Practice Wisdom
"Youth is the time to study wisdom; old age is the time to practice it."
— Jean-Jacques Rousseau in Teach Us to Number Our Days by Steven McFadden

The Crown of Life
"Old age: the crown of life, our play's last act."
— Cicero

Be Passionate
"Age puzzles me. I thought it was a quiet time. My seventies were interesting, and fairly serene, but my eighties are passionate. I grow more intense as I age. To my own surprise I burst out with hot conviction."
— Florida Scott-Maxwell in The Measure of My Days

Affirm Aging
"We deny that aging is a toilsome treadmill grinding to a tragic halt as the years pile up. We affirm aging as a life-spanning process of growth and development from birth to death."
— Maggie Kuhn

Savor All You've Been
"The great thing about getting older is that you don't lose all the other ages you have been."
— Madeleine L'Engle in On Women Turning 70 by Cathleen Rountree

To Grow Old
"To grow old is to pass from passion to compassion."
— Albert Camus in Letters to a Young Doubter by William Sloane Coffin

Seize the Frontier
"Aging is a moral and spiritual frontier because its unknowns, terrors, and mysteries cannot be successfully crossed without humility and self-knowledge, without love and compassion, without acceptance of physical decline and mortality and a sense of the sacred."
— Thomas R. Cole in The Journey of Life

Freedom, Precious Freedom
"Aging is a stage in life that's especially ripe for us to get free."
— Ram Dass in One-Liners

Carry Your Age High
"We who are old know that age is more than a disability.

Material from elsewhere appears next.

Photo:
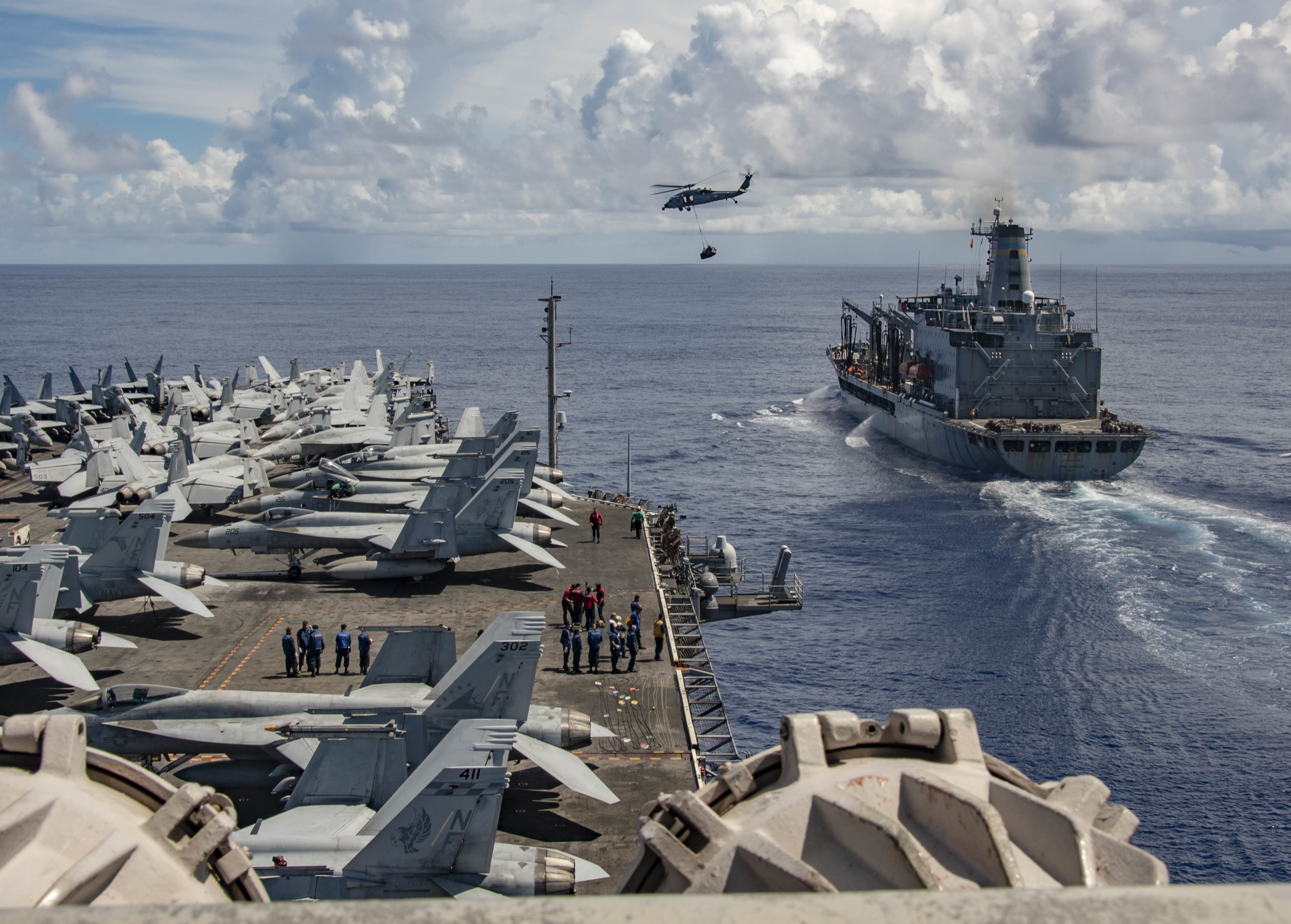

It is an intense and varied experience, almost beyond our capacity at times, but something to be carried high."
— Florida Scott-Maxwell in The Measure of My Days

The Proper Occupations of Old Age
"Here are the proper occupations of old age: prayer, which is the quickening of the mind, the rooting of attention in the ground of being; song, which is the expression of spontaneous joy in the harmony of the chaos; the telling of old tales, which among all primitives was the supreme function of the old, who passed on the wisdom."
— Helen M. Luke in Teach Us to Number Our Days by Steve McFadden

Keep Your Horizons Open
"The hard thing when you get old is to keep your horizons open. The first part of your life everything is in front of you, all your potential and promise. But over the years, you make decisions; you carve yourself into a given shape. Then the challenge is to keep discovering the green growing edge."
— Howard Thurman in Learning to Fly by Sam Keen

Climb for the Higher View
"Old age is like climbing a mountain. You climb from ledge to ledge. The higher you get, the more tired and restless you become, but your view becomes more extensive."
— Ingmar Bergman

Keep Looking
"As we grow older, mirrors become windows."
— Ansel Adams

Equanimity
"I am moving
Toward a new freedom,
Born of detachment,
And a sweeter grace —
Learning to let go."
— May Sarton in WomanPrayers by Mary Ford-Grabowsky

Weave Together Experiences
"Old age is a time for remembering and weaving together many disparate elements and for integrating these incongruities into a comprehensible whole."
— Erik Erikson in Vital Involvement in Old Age with Joan M. Erikson and Helen Q. Kivnick

The Far Country
"Life is a country that the old have seen, and lived in. Those who have to travel through it can only learn the way from them."
— Joseph Joubert in Joubert: A Selection from His Thoughts, 1899

Speaking the Truth
"I speak truth, not so much as I would, but as much as I dare, and I dare a little more as I grow older."
— Michel De Montaigne in Essays, 1575

Two Important Questions
"Spend enough time in the old folks' home and you'll discover that the residents keep asking two questions: 'Where am I?' and 'What am I supposed to do now?' The correct answers, which can make our last years a time of serenity rather than confusion, are 'Right here' and 'Just be.' "
— Dean Sluyter in The Zen Commandments

More Like Ourselves
"We grow neither better nor worse as we get old, but more like ourselves."
— May Lamberton Becker

The Art of Living
"To know how to grow old is the masterwork of wisdom, and one of the most difficult chapters in the great art of living."
— Henri Frederic Amiel in The Gift of Years by Joan Chittister

Aging Well
"Our moral obligation is to stay as well as we can, to remain active, to avoid abusing our bodies, to do the things that interest us and to enrich the lives of those around us. Our spiritual obligation is to age well; so that others who meet us may have the courage, the spiritual depth, to do the same. Abandoning life before life is over is not just resignation; it is not trying to reach for God on God's terms."